Pooled sensitivity and specificity

We would have liked to summarise the operating characteristics of TNAB in terms of result-specific likelihood ratios. This approach to reporting diagnostic test accuracy is preferred over the concepts of sensitivity and specificity when the test results are measured as responses on an ordinal categorical scale rather than a dichotomous scale.16 The lack of standardised categorical scale to report the results of TNAB and our suspicion that investigators had used different diagnostic thresholds across studies led us to abandon this statistical approach. We therefore elected to summarise the operating characteristics of TNAB in terms of sensitivity (true positive rate) and specificity (true negative rate) using diagnostic thresholds between “positive” and “negative” results most likely to have the same meaning across studies.

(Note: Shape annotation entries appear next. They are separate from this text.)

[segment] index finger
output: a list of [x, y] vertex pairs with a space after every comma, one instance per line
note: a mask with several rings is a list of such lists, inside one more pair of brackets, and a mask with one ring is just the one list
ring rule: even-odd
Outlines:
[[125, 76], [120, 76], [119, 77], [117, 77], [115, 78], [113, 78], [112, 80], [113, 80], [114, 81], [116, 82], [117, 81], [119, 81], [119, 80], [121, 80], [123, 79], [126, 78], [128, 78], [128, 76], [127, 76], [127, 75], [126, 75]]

Five meta-analyses were conducted using the following thresholds (fig2): (1) malignant versus all other categories; (2) malignant or suspicious versus all other categories; (3) suspicious versus all other categories (excluding the “malignant” category); (4) benign versus all other categories; and (5) specific benign versus all other categories. We calculated sensitivity and specificity weighted by the inverse of the estimate variance and pooled by the methods described by Hasselblad and Hedges17 according to a random effects model. This model assumes that the studies included in the meta-analysis are a random sample from a larger population of studies (to include uncovered, uncompleted, or planned studies) and that the estimate of the operating characteristic obtained in each study differs from the population operating characteristic because of sampling error.18

Test of homogeneity

Although the random effects model takes into account potential heterogeneity among study results, we also tested for homogeneity in order to disclose it and to investigate its potential sources. We plotted receiver operating characteristic (ROC) curves (a plot of sensitivity versus specificity of individual studies) to examine visually whether heterogeneity existed among study results. We then tested for homogeneity among study results for both sensitivity and specificity using a χ2 test with n—1 degrees of freedom where “n” was the number of studies contributing to the analysis.19 The interpretation that differences in study results are consistent with random variation was adopted if the test of homogeneity resulted in a p value of >0.05.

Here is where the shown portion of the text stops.